Abstract

The critically ill patient in acute heart failure continues to present an exceptional challenge concerning diagnostic procedures, monitoring and treatment. The European Society of Cardiology guidelines was the first to classify patients in acute heart failure into distinct clinical entities. Further management and choice of monitoring relies on this classification. Beside the obligatory monitoring (electrocardiography, respiratory rate, blood pressure, urine output, temperature) further components of a modular monitoring, as well as additional diagnostic procedures, must be implemented according to the acuteness and severity of the patient's condition. Measurement of cardiac output and arterial blood pressure are essential elements in an extended invasive monitoring. The pressure-based monitoring, which uses central venous pressure and pulmonary artery occlusion pressure as a surrogate for cardiac preload, should be replaced by a more volume-oriented monitoring. Moreover, new monitoring strategies should incorporate functional hemodynamic monitoring that evaluates the effects of treatment. Changes in volume and passive leg raising can be used to assess volume responsiveness.

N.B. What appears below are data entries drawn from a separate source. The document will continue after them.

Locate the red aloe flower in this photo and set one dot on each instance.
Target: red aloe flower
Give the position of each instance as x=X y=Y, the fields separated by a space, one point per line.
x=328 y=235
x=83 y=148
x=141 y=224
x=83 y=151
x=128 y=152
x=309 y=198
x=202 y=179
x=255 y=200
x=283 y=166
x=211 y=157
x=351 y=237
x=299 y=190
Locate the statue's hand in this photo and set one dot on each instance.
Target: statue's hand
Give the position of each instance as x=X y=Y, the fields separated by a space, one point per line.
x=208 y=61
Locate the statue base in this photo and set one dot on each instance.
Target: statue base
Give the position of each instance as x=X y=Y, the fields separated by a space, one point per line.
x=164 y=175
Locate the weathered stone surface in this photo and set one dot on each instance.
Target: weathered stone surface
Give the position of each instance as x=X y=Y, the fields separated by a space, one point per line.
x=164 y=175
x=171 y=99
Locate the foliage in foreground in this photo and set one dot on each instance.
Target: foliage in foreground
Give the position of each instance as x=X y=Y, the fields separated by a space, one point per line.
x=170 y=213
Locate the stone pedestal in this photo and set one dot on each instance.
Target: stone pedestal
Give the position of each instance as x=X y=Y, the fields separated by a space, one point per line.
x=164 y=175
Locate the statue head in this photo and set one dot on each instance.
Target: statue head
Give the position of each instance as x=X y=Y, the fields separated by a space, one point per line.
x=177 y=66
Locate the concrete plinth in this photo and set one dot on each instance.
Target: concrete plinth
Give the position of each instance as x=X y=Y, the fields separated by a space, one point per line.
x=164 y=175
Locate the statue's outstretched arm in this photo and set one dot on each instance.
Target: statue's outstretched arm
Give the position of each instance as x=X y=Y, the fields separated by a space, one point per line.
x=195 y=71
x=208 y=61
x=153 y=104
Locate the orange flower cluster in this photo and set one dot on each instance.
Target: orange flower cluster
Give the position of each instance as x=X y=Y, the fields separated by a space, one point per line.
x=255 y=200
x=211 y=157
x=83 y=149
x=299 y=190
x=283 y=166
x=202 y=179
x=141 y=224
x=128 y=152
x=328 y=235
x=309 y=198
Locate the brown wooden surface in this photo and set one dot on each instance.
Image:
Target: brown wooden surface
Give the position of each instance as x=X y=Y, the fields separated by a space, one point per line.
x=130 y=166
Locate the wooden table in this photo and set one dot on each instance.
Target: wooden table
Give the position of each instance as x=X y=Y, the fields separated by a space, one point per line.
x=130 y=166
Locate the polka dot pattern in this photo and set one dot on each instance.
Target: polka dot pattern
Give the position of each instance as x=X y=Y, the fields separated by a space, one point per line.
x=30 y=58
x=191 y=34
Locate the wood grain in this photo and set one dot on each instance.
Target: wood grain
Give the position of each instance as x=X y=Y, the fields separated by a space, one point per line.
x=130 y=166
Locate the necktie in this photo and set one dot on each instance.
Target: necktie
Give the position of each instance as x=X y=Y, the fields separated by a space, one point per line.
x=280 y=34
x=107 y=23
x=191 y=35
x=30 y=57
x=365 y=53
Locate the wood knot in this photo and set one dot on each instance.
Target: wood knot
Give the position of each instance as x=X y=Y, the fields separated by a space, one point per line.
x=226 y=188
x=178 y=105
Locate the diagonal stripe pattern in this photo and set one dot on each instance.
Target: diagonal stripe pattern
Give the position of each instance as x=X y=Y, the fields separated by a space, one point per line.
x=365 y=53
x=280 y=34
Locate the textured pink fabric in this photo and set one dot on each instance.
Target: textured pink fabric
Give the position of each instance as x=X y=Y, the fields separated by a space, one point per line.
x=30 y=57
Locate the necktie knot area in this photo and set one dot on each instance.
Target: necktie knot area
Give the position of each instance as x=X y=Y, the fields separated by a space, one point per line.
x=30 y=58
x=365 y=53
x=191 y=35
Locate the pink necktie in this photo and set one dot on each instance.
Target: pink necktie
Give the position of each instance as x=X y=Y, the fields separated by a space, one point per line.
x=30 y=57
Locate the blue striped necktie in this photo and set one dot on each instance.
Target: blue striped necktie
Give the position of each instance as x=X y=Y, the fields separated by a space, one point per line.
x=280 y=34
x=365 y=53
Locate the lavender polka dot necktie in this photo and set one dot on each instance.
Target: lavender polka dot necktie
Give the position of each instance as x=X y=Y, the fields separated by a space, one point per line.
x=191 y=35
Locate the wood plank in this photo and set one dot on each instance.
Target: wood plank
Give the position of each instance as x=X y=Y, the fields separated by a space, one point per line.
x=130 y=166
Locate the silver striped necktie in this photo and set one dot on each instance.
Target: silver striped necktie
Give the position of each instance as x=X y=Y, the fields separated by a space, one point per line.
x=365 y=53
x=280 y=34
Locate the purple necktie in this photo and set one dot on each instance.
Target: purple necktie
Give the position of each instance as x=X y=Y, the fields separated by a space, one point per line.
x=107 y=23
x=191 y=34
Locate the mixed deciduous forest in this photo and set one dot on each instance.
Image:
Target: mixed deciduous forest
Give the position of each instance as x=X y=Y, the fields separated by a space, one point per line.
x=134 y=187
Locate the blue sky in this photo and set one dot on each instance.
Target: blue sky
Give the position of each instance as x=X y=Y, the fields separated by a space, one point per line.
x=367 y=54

Changes in left ventricular output during spontaneous breathing or even positive pressure ventilation may be helpful in differentiating the extent of volume dependency. The greater the increase in tidal volume for the same lung compliance, the greater is the transient decrease in venous return and the subsequent decrease in left ventricular output. Variations in systolic pressure or pulse pressure are reliable measures of preload responsiveness. More clinical validation of these measures must be done before they can become standard measures of monitoring patients in acute heart failure.